2. Les normes d'émission ne doivent pas dépasser les valeurs limites spécifiées au paragraphe 3 ci-après, sauf dans les cas où une partie contractante applique des objectifs de qualité conformément aux annexes II et IV.
3. Les valeurs limites, les délais fixés pour le respect de ces valeurs et la procédure de surveillance et de contrôle à appliquer aux rejets figurant à l'annexe I. Les valeurs limites s'appliquent normalement au point où les eaux usées contenant du cadmium sortent de l'établissement industriel.
Si les eaux usées contenant du cadmium sont traitées hors de l'établissement industriel dans une installation de traitement destinée à éliminer le cadmium, la partie contractante peut permettre que les valeurs limites soient appliquées au point où les eaux usées sortent de l'installation de traitement.
4. Sans préjudice de leurs obligations résultant des paragraphes 1, 2 et 3 ainsi que des dispositions de la convention, les parties contractantes ne peuvent accorder d'autorisation pour les établissements nouveaux que si ces établissements appliquent les normes correspondant aux meilleurs moyens techniques disponibles, lorsque cela est nécessaire afin de prévenir et d'éliminer la pollution.
Quelle que soit la méthode qu'elle adopte, la partie contractante, dans le cas où, pour des raisons techniques, les mesures envisagées ne correspondent pas aux meilleurs moyens techniques disponibles, doit informer la commission préalablement à toute autorisation des justifications de ces raisons. Lors de sa réunion suivante, la commission doit examiner l'information présentée.
5. Aux fins des présents programmes et mesures, on entend par « établissement nouveau » :
-l'établissement industriel mis en service après la date d'adoption des présents programmes et mesures.

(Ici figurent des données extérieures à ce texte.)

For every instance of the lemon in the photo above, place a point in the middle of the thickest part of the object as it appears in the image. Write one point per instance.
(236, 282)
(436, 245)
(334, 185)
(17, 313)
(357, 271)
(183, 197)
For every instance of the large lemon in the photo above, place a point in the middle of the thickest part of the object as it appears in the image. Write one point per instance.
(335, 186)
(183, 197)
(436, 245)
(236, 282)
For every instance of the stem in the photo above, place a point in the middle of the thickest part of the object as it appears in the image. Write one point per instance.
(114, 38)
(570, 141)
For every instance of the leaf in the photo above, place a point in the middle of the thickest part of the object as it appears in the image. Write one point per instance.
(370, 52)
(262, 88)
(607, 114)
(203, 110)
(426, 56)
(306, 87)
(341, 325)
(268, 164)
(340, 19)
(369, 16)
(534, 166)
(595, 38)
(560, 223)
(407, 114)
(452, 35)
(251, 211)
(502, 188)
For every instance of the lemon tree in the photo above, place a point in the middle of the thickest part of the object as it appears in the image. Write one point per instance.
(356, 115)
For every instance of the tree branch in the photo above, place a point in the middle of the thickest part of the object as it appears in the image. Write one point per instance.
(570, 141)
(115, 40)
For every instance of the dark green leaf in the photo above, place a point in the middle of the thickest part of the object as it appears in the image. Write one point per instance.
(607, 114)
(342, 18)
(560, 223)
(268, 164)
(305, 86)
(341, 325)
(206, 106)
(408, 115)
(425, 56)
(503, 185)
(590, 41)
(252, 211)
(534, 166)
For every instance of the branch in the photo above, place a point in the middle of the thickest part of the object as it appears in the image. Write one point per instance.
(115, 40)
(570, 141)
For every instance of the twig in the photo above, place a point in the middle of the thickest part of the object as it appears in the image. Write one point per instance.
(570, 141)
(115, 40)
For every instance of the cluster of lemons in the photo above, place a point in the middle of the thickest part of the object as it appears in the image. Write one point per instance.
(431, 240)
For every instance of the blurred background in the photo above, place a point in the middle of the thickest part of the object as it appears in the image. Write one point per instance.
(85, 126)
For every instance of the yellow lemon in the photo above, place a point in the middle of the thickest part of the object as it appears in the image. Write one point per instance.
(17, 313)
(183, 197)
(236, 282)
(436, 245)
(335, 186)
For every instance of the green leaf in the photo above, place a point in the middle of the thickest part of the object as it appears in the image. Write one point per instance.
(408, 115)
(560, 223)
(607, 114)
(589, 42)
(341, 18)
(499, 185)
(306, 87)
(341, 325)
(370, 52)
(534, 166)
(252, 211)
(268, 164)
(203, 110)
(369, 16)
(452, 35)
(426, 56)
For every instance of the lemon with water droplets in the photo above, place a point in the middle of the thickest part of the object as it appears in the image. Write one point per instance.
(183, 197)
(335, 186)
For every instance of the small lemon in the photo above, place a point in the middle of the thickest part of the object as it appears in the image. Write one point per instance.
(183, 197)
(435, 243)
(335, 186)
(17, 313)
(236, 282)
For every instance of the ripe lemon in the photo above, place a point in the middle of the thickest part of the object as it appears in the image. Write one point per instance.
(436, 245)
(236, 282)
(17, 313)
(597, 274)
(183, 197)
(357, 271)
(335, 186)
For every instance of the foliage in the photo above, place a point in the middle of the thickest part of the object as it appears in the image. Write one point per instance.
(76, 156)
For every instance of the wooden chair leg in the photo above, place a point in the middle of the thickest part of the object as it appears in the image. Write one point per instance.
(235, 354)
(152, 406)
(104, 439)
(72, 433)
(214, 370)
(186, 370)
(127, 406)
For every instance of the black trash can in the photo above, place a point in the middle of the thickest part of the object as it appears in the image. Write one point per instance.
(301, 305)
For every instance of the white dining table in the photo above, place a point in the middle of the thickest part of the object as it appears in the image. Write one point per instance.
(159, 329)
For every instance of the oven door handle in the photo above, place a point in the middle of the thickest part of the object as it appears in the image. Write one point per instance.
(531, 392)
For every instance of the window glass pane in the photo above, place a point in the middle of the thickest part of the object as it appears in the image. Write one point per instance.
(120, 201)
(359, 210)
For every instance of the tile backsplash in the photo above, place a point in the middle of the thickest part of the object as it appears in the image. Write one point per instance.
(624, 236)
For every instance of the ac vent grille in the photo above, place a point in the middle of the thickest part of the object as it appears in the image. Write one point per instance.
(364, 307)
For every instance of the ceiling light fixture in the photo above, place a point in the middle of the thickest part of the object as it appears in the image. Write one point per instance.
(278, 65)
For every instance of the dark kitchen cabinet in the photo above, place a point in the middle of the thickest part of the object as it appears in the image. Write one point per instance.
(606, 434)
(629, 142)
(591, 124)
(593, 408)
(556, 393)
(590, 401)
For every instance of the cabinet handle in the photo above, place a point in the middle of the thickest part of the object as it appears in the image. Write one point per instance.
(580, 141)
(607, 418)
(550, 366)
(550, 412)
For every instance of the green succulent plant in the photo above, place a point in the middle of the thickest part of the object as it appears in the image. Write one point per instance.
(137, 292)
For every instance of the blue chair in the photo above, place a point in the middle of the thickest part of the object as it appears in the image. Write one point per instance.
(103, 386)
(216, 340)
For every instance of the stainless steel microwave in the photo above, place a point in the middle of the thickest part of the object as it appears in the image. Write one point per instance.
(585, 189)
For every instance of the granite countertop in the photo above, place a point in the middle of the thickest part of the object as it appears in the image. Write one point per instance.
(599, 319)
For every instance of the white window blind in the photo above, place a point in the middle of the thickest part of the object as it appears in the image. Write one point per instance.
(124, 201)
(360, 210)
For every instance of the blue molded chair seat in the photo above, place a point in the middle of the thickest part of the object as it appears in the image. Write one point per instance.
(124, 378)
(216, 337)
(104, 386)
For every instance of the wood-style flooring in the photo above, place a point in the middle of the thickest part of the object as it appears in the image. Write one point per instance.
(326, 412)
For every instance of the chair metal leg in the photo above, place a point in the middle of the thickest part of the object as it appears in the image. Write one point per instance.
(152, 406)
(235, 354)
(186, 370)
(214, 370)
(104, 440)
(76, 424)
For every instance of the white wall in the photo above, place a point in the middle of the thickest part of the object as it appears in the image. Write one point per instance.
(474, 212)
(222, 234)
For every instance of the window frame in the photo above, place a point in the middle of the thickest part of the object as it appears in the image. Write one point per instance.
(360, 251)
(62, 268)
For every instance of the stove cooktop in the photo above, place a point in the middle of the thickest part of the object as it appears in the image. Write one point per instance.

-l'établissement industriel existant dont la capacité de traitement du cadmium a été augmentée considérablement après la date d'adoption des présents programmes et mesures.
6. La méthode d'analyse de référence à utiliser pour déterminer la présence de cadmium figure à l'annexe III point 1. D'autres méthodes peuvent être utilisées à condition que les limites de détection, la précision et l'exactitude de ces méthodes soient au moins aussi valables que celles qui figurent à l'annexe III point 2.